NAME

NCBIx::BigFetch - Retrieve very large NCBI sequence result sets based on keyword search

SYNOPSIS

use NCBIx::BigFetch;

# Parameters
my $params = { project_id => "1", 
               base_dir   => "/home/user/data", 
	         db         => "protein",
	         query      => "apoptosis",
               return_max => "500" };

# Start project
my $project = NCBIx::BigFetch->new( $params );

# Love the one you're with
print " AUTHORS: " . $project->authors() . "\n";

# Attempt all batches of sequences
while ( $project->results_waiting() ) { $project->get_next_batch(); }

# Get missing batches 
while ( $project->missing_batches() ) { $project->get_missing_batch(); }

# Find unavailable ids
my $ids = $project->unavailable_ids();

# Retrieve unavailable ids
foreach my $id ( @$ids ) { $project->get_sequence( $id ); }

DESCRIPTION

NCBIx::BigFetch uses the esearch and efetch services of NCBI to retrieve sequences by keyword. It was designed for very large result sets; the first project it was used on had over 11,000,000 sequences.

Downloaded data is organized by "project id" and "base directory" and saved in text files. Each file includes the project id in its name. Besides the data files, two other files are saved: 1) the initial search result, which includes the WebEnv key, and 2) a configuration file, which saves the parsed data and is used to pick-up the download and recover missing batches or sequences.

Results are retrived in batches depending on the "retmax" size.

FUNCTIONS

  • new()

    my $project = NCBIx::BigFetch->new( $params );

    The parameters hash reference should include the following minimum keys: project_id, base_dir, db, and query.

  • results_waiting()

    while ( $project->results_waiting() ) { ... }

    This method is used to determine if all of the batches have been attempted. It compares the current index to the total count, and is TRUE if the index is less than the count.

  • get_next_batch()

    $project->get_next_batch();

    Attempts to retrieve the next batch of "retmax" sequences, starting with the current index, which is updated every time a batch is downloaded. When used as in the Synopsis above, the index is both kept in memory and updated in the configuration file. If the download is interrupted and restarted, the correct index will be used and no data will be lost.

  • missing_batches()

    while ( $project->missing_batches() ) { ... }

    This method is used to determine if any batches have been noted as "missing". It measures the "missing" list (which is stored in the configuration file) and returns TRUE when at leat one batch is listed. The batches are listed by starting index, which together with the return_max setting is used to describe a batch.

  • get_missing_batch()

    $project->get_missing_batch();

    Warning: do not kill the script during this phase.

    Gets a single batch, using the first index on the "missing" list. The index is shifted off the list and then attempted, so if you break during this phase you may actually lose track of the batch.

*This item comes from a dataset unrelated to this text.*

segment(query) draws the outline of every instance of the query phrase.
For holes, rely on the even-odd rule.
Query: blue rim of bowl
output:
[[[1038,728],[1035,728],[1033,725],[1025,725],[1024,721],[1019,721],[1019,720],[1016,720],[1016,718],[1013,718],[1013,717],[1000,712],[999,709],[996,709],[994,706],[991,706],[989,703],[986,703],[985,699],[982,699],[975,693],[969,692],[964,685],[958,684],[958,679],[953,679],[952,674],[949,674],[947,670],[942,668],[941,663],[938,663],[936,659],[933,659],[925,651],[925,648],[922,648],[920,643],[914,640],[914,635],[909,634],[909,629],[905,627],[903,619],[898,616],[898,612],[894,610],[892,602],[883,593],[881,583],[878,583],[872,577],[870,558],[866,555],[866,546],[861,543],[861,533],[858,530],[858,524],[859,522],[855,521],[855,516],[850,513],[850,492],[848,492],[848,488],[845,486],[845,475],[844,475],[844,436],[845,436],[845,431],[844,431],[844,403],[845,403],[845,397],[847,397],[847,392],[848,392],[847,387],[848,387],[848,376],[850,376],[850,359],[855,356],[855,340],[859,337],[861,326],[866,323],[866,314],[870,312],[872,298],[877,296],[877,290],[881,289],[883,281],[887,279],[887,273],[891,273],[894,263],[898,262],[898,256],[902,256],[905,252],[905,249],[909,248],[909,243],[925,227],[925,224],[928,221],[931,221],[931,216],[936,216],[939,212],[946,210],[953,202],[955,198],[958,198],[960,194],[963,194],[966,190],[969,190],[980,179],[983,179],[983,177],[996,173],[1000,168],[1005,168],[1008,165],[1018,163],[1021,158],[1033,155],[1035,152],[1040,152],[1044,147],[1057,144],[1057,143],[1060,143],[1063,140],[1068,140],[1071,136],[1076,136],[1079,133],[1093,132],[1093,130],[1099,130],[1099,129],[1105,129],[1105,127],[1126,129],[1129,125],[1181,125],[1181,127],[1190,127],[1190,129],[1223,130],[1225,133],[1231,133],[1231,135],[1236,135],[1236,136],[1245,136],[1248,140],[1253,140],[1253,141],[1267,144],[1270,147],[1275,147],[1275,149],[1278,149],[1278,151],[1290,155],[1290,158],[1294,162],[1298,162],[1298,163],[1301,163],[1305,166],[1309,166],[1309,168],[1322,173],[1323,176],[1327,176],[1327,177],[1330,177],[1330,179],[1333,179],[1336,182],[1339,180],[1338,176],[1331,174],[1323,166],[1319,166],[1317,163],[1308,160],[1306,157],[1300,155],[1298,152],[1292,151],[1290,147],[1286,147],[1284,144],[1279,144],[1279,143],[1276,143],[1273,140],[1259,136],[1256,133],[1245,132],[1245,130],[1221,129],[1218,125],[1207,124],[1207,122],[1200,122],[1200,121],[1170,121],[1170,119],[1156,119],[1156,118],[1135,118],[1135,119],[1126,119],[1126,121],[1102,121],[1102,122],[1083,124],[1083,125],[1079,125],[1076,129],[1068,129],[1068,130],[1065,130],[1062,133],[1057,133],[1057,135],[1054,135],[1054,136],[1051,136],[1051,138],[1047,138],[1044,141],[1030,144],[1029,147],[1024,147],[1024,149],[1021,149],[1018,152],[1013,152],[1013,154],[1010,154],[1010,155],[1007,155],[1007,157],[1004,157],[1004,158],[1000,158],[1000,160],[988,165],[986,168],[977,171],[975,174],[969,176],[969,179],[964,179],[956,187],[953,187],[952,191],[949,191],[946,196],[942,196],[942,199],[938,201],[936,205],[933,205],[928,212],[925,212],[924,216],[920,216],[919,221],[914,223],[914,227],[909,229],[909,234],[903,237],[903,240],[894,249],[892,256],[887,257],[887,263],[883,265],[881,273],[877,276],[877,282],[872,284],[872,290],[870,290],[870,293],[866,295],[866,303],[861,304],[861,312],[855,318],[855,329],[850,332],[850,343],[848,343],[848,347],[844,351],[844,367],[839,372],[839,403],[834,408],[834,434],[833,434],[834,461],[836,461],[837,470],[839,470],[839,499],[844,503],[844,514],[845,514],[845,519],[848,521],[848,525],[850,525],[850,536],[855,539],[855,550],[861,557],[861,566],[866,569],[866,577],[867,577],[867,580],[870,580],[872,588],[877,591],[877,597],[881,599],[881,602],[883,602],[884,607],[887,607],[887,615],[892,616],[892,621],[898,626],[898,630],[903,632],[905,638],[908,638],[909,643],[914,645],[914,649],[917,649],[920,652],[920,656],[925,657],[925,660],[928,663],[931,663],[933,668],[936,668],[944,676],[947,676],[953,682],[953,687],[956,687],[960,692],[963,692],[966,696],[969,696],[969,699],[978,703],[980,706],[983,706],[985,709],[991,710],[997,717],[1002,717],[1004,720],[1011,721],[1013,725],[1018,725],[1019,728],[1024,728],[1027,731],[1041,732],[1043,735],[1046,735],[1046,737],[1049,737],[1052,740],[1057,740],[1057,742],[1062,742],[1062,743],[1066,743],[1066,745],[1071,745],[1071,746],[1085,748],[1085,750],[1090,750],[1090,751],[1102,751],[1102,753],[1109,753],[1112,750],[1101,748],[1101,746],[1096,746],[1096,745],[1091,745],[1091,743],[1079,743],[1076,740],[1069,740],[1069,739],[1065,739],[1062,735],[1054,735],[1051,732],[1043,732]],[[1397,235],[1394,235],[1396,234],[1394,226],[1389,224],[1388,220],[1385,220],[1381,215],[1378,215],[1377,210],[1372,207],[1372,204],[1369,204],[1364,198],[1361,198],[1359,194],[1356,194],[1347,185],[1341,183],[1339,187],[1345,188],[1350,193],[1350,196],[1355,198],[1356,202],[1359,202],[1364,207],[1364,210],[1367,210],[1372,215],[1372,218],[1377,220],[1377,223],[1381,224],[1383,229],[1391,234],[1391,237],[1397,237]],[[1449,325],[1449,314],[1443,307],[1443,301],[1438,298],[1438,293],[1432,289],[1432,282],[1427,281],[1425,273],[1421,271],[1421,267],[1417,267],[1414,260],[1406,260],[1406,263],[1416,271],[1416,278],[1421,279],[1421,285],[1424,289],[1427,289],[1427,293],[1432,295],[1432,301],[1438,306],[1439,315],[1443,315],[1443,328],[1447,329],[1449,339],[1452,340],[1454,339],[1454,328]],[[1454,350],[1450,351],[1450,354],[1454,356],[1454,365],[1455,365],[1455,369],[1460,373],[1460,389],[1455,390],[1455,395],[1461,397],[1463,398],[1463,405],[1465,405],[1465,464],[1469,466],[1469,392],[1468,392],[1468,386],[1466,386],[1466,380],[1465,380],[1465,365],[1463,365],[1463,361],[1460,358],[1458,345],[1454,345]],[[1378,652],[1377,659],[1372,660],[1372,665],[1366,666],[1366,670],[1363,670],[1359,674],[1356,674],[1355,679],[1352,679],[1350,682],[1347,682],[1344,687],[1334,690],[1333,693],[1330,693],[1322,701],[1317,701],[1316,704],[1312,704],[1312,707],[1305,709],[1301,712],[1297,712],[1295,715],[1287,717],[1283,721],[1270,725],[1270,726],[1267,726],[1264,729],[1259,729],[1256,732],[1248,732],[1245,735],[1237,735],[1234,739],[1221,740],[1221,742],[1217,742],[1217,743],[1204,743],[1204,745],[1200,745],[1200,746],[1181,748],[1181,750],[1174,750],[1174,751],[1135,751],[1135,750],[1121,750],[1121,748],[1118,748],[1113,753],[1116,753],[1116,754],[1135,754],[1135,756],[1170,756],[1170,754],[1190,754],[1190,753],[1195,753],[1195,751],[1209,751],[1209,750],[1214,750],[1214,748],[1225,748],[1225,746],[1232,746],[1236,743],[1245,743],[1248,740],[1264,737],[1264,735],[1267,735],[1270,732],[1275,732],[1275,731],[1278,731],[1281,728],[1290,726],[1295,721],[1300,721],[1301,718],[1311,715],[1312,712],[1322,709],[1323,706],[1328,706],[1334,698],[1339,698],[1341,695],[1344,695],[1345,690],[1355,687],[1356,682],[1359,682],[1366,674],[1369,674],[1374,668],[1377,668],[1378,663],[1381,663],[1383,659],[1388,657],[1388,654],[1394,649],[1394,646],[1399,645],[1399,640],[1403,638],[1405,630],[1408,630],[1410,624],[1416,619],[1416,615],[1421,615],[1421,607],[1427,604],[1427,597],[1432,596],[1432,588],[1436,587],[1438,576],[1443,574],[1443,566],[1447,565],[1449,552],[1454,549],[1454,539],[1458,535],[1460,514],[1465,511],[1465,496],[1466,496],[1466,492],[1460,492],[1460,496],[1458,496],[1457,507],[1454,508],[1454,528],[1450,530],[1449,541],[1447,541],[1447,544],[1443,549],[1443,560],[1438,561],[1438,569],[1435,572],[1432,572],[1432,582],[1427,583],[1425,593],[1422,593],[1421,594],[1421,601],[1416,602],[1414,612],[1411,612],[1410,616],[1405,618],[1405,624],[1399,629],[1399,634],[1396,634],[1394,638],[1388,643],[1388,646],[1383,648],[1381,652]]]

    Recovery: edit the configuration file and add the index back to the missing list. The index will be reported to STDOUT in the status message.

  • unavailable_ids()

    my $ids = $project->unavailable_ids();

    Notice that this method depends on a loaded (or started) project. It reads through all data files and creates a list of individual sequences that were unavailable when a batch was reported. The list is returned as a perl list reference.

  • get_sequence()

    $project->get_sequence( $id );

    Notice that this method depends on a loaded (or started) project. It retrieves the sequence by id and saves it to a special data file which uses "0" as an index. All unavailable sequences retrieved this way are saved to this file, so it could potentially be larger than the rest.

  • authors()

    $project->authors();

    Surely you can stand a few bytes of vanity for the price of free software!

EXPORT

None

SEE ALSO

http://bioinformatics.ualr.edu/

AUTHOR

Roger Hall <roger@iosea.com> Michael Bauer <mbkodos@gmail.com> Kamakshi Duvvuru <kduvvuru@gmail.com>

COPYRIGHT AND LICENSE

Copyleft (C) 2009 by the Authors

This library is free software; you can redistribute it and/or modify it under the same terms as Perl itself, either Perl version 5.8.5 or, at your option, any later version of Perl 5 you may have available.